Avec un régime pauvre en graisses, la fatigue s’est améliorée de manière significative, à la fois sur le score de sévérité de la fatigue (p=0,017) et sur le score d’impact de la fatigue modifiée (p< 0,001). Les chercheurs ont également constaté une tendance à l’amélioration de la qualité de vie dans le questionnaire SF-36, qui évalue la qualité de vie liée à la santé (p=0,075). Les bénéfices sur la fatigue étaient mesurables dès un mois après la randomisation et se sont maintenus pendant toute la durée de l’étude (plus d’un an). “Nous avons régulièrement vérifié l’observance des deux groupes. Comme elle a toujours été bonne, nous pouvons supposer qu’une faible consommation de graisses est effectivement associée à une amélioration de la fatigue et peut-être aussi à une meilleure qualité de vie”, conclut l’auteur principal de l’étude, le professeur Vijashree Yadav, MD, Portland.

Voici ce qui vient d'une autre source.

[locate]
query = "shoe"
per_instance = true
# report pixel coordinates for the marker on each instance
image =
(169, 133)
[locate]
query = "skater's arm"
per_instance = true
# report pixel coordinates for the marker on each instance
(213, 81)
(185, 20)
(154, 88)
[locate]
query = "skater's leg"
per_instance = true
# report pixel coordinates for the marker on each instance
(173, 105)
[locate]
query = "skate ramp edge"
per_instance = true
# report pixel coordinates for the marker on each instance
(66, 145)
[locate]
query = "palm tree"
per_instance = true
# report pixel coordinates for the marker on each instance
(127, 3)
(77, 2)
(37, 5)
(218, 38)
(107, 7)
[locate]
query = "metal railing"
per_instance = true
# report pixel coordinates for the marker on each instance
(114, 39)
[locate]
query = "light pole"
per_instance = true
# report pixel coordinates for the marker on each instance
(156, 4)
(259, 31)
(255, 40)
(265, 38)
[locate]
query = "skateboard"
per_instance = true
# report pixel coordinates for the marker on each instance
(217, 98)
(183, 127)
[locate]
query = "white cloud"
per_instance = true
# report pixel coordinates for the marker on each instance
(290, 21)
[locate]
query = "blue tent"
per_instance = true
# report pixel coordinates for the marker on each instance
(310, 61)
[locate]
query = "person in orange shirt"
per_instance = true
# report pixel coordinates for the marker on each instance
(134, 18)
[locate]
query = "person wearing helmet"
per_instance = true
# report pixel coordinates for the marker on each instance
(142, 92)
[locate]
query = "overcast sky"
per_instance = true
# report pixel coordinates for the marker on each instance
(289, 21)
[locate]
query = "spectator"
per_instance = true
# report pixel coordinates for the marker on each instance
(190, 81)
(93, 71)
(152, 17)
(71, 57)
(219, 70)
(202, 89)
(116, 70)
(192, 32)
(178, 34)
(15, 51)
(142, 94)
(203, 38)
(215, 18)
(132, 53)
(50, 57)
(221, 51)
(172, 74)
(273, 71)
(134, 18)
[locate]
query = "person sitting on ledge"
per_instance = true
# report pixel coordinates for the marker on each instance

Source : Congrès ACTRIMS-ECTRIMS, 10-13 septembre 2014, Boston
Littérature :
- Yadav V, et al : Summary of evidence-based guideline : Médecine complémentaire et alternative dans la sclérose en plaques. Rapport du sous-comité de développement des lignes directrices de l’Académie américaine de neurologie. Neurology 2014 ; 82(12) : 1083-1092.